Ronan frowned and looked over at Kit. “What is it with these Callahan women,” he said, “that they’re always after yelling at you and giving you grief?”
“Not always,” Kit said, sounding resigned. “Just when it’s going to get most on your nerves.”
“We yell at you because you’re hopeless,” Dairine said, and sat down, looking extremely cross. “But I guess it’s not your fault this time. And where did all these other names come from all of a sudden? I’d have thought you had enough already, just in our own mythologies.”
We pick them up in our travels, the Champion said with a weary and resigned look. It’s an occupational hazard.
“And it’s not like you don’t have a fair number of names,” Ronan added. “Dairine. Dair. Squirt. Right pain in the arse. Speaker to hardware. Botherer of her sister—”
“Deliverer of punches in the nose,” Dairine said, looking Ronan in the eye. “Ruthless punisher of those who don’t cut her some slack.”
“One of those was a little weird,” Kit said suddenly. “‘Guardian of the Divided Name’?”
Ronan nodded. “The One’s full name.”
Roshaun looked perplexed. “Why would that need guarding?”
It doesn’t, the Champion said. You do. From it.

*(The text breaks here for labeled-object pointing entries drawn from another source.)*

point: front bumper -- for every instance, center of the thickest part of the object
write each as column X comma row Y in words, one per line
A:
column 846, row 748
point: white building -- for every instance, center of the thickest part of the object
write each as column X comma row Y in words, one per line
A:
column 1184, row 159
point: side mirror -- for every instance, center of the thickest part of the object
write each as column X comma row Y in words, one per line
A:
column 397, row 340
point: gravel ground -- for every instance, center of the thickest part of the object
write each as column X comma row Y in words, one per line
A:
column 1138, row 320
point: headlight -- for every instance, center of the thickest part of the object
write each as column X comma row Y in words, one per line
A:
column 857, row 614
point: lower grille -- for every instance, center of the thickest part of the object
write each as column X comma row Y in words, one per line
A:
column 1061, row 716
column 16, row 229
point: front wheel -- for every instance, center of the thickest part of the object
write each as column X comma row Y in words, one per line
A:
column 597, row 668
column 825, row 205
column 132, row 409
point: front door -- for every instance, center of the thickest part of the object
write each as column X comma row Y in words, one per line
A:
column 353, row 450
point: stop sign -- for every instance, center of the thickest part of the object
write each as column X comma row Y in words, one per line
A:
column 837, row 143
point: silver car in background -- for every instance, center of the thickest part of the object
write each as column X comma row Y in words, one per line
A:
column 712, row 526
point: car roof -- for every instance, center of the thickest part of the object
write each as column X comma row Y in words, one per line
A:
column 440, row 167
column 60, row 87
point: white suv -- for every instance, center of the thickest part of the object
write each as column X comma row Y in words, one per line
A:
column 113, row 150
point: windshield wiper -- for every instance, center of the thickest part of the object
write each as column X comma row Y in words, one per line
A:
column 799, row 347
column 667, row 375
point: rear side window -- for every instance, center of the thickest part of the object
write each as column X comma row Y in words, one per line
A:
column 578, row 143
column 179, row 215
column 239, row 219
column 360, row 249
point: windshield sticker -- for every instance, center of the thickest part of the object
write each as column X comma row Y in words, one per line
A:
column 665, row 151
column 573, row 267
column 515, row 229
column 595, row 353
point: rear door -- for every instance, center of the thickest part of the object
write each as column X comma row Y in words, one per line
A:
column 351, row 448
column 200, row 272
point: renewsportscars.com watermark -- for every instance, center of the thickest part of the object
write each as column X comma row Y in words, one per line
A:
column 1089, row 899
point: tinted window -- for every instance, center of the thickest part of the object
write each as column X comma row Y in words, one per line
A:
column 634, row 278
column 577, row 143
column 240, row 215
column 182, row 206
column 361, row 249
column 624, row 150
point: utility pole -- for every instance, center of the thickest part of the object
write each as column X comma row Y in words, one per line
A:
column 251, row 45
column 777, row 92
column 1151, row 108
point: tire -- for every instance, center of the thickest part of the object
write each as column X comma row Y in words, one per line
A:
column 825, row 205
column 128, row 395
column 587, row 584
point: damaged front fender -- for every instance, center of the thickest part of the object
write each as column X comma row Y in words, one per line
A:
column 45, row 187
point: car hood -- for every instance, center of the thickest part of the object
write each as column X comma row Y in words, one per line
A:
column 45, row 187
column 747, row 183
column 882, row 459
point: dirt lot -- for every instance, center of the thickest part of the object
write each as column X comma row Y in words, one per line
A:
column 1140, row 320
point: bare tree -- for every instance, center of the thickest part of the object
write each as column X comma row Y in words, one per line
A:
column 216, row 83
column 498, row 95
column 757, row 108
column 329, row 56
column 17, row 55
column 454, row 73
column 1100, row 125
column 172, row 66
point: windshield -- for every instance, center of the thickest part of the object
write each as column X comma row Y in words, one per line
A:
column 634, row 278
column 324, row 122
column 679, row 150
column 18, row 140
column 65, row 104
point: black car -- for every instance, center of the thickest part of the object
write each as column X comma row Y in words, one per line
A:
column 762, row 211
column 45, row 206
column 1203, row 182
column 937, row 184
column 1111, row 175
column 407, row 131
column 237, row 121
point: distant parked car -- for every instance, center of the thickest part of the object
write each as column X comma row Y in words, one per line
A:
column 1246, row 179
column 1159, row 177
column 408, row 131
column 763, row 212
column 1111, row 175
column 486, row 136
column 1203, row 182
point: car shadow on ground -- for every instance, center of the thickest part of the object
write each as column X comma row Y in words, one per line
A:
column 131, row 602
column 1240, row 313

“But the One is on our side, I would have thought,” Filif said. “Or we are on Its…”
That’s not the point, the Champion said. You can’t really have any sense of how much raw power is tied up in the One. Physicality can’t express it. Nothing can express it; it’s not meant to be expressed. It’s meant to be. If the One wasn’t careful about how It manifests Itself inside space and time, everything would all just dissolve.
“So that even the One’s Name in the Speech has to be divided up to keep it safe,” Kit said, “like a critical mass.”
That’s right, said the Champion. The Name of Names has so much primacy of power over mere created matter that it could change or wipe out whole universes if irresponsibly used. So the Names are leaked into creation only in fragmented form … a little bit here, a little bit there. Even names in less central levels of creation get divided up that way—a bit here, a bit there…
Dairine let out an annoyed breath. “Yeah, well, if even the One’s names are so powerful,” she said, “why do we have to be running around all the time and cleaning up the messes all over our universe? Why doesn’t It just get Its butt in here and take care of things?”